- CMS Wins Temporary Reprieve in Battle to Solve Appeal Backlog
- September 12, 2017 | Author: Courtney G. Tito
- Law Firm: McDonald Hopkins LLC - West Palm Beach Office
Back in March, we provided an update regarding the D.C. District Court
decision to order the Department of Health and Human Services to alleviate the
Administrative Law Judge (ALJ) appeals backlog by the end of 2020. HHS failed
in its request for reconsideration of the decision, and subsequently appealed
to the D.C. Circuit Court of Appeals. On Aug. 11, 2017, the Court of Appeals
found that because the District Court failed to make a finding that clearing
the backlog was a “possibility,” it was vacating the mandamus order and
remanded the case back to the District Court to evaluate the merits of HHS’s
claim that lawful compliance with the mandamus order was impossible.
In its opinion, the Court of Appeals recognized that the backlog continued to grow.
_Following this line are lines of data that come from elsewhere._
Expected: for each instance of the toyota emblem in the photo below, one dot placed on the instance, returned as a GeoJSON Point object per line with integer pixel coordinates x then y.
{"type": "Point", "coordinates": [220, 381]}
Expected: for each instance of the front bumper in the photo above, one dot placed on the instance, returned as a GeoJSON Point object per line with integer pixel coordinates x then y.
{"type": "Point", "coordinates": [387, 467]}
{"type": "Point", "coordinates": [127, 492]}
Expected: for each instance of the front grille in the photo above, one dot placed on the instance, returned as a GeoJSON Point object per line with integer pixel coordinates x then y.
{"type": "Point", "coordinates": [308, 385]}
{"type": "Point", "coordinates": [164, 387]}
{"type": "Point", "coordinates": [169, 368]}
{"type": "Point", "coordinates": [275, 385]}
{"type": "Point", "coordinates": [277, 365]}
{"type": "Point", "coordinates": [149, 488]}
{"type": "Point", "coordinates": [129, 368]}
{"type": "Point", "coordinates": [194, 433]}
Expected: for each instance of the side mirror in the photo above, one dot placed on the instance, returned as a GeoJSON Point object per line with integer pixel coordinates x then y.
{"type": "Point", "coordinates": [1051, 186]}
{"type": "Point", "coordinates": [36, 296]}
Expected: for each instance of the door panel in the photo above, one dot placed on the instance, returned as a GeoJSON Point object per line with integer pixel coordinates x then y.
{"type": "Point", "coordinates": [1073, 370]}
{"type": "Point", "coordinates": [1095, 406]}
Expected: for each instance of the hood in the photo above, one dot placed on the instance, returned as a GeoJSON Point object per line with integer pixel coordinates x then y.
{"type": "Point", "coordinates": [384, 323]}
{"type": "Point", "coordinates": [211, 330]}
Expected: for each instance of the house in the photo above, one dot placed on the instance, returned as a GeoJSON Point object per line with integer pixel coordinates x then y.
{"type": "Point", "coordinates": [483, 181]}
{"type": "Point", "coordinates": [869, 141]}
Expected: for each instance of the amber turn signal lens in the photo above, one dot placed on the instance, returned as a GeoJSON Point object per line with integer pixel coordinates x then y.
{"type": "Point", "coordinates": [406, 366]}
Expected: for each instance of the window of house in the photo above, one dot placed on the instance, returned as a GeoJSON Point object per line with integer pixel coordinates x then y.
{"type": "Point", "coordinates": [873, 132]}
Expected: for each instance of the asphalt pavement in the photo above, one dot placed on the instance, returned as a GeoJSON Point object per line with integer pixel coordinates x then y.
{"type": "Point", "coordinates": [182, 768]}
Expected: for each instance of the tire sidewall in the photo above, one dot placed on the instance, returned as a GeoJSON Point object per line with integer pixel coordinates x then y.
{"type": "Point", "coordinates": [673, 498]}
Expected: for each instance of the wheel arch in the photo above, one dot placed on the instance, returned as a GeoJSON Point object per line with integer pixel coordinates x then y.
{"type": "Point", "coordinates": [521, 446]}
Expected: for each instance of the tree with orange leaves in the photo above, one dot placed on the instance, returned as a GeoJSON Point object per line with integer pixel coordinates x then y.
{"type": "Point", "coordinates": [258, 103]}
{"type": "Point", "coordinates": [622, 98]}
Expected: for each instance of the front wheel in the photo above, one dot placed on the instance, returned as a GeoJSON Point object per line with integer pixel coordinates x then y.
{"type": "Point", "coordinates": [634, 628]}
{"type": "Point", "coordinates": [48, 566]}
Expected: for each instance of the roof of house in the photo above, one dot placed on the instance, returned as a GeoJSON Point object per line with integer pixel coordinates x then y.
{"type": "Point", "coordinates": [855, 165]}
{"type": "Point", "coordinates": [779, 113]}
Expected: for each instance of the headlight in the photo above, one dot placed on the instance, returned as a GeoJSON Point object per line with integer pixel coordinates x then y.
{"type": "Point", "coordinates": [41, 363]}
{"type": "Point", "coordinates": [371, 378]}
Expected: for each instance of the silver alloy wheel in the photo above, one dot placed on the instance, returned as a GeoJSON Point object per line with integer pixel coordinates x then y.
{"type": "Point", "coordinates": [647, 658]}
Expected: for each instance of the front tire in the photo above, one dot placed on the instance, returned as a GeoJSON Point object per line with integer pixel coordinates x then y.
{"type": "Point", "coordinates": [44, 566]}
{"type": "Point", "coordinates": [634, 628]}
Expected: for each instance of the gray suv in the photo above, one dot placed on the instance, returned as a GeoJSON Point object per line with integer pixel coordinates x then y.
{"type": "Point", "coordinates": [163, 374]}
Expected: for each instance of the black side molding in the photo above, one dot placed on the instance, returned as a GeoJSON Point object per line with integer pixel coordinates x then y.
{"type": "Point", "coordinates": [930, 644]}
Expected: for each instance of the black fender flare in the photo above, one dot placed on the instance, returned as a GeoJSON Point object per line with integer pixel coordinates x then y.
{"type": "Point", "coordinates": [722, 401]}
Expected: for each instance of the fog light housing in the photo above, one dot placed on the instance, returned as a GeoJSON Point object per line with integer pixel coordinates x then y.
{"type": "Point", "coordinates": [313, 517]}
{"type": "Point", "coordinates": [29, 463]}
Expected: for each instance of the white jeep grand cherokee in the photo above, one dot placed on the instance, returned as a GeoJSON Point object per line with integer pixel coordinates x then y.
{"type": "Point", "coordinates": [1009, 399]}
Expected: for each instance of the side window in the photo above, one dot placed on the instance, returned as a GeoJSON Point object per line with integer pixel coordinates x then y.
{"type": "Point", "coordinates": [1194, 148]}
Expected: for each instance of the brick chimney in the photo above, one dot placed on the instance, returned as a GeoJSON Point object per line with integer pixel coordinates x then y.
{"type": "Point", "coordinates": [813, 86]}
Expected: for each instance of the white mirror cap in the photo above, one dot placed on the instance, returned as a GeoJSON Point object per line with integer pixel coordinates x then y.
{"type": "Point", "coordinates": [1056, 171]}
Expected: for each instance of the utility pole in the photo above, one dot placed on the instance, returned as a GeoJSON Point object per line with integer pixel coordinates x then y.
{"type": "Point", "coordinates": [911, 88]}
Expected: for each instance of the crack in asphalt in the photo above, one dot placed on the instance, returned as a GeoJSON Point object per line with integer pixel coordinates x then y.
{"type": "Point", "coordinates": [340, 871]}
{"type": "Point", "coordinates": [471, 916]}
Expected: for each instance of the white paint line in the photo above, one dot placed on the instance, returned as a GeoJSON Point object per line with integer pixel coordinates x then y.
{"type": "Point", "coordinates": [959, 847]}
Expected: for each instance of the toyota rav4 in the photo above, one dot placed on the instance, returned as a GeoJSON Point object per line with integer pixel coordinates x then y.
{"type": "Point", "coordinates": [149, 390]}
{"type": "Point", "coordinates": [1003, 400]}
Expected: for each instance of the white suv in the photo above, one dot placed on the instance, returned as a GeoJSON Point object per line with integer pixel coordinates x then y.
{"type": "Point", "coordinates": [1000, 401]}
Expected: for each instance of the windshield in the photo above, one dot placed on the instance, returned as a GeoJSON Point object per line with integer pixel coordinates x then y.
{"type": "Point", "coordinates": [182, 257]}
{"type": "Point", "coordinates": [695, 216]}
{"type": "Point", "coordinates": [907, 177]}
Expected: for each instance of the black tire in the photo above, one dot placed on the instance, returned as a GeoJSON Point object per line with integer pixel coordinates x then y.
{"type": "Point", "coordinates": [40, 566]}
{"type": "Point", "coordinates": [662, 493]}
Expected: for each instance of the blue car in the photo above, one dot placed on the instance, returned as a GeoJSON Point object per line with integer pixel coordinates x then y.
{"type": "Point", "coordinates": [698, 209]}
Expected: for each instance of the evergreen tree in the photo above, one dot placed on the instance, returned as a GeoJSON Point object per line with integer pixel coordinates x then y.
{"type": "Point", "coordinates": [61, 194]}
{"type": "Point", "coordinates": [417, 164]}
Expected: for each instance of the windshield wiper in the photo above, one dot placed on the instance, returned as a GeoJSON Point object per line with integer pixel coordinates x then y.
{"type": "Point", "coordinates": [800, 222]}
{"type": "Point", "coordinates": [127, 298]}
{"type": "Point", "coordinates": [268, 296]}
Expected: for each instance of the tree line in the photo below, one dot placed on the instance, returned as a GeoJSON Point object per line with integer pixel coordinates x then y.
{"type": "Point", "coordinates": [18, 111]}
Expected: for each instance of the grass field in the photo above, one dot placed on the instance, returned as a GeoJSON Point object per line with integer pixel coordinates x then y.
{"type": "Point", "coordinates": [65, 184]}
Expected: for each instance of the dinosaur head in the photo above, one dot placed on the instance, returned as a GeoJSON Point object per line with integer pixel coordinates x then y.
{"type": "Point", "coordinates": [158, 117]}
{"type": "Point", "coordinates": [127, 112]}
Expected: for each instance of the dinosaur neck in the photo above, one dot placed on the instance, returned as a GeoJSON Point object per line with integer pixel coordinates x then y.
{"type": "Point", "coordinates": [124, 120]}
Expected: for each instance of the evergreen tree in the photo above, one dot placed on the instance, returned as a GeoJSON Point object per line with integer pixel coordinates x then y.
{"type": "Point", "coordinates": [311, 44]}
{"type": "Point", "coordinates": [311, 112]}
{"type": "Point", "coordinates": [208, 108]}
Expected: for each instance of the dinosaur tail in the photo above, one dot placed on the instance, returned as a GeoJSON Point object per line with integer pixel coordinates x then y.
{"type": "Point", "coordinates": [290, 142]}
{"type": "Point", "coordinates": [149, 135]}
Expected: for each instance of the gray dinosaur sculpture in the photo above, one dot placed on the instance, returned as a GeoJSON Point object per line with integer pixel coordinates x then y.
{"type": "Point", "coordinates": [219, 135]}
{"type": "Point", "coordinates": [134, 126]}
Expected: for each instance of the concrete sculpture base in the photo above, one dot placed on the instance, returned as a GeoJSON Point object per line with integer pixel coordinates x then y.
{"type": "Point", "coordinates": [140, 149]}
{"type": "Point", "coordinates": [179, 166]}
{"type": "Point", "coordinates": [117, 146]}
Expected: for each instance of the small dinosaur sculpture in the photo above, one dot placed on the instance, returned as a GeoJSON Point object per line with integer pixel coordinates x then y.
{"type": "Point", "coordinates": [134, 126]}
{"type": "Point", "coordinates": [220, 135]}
As of June 2, 2017, the backlog was 607,402 appeals – and it is projected to grow to 950,520 by the end of fiscal year 2021. This could result in some claims taking at least a decade to resolve – clearly beyond the 90 days mandated by the statutes.
Despite acknowledging that HHS refused to engage in any efforts to create a timeline to remove the backlog, the court concluded that since HHS “represented that lawful compliance with the mandamus order was impossible, it was an error of law, and therefor an abuse of discretion, to nonetheless order the Secretary to render that performance without first finding that lawful compliance was indeed possible.” The court found that HHS has a “heavy burden to demonstration the existence of an impossibility” and stated that if the District Court found that HHS failed to meet that burden, it could reissue the mandamus order without modification.
Circuit Judge Karen Henderson dissented, arguing that the district court did not have to make a finding of impossibility. HHS did not make a “strong threshold showing of impossibility” and therefore no finding of possibility was required. Henderson also argued that even if a possibility finding was required, the District Court made that finding in rejecting HHS’s claim of impossibility.
We will continue to monitor the progress of this case and provide updates.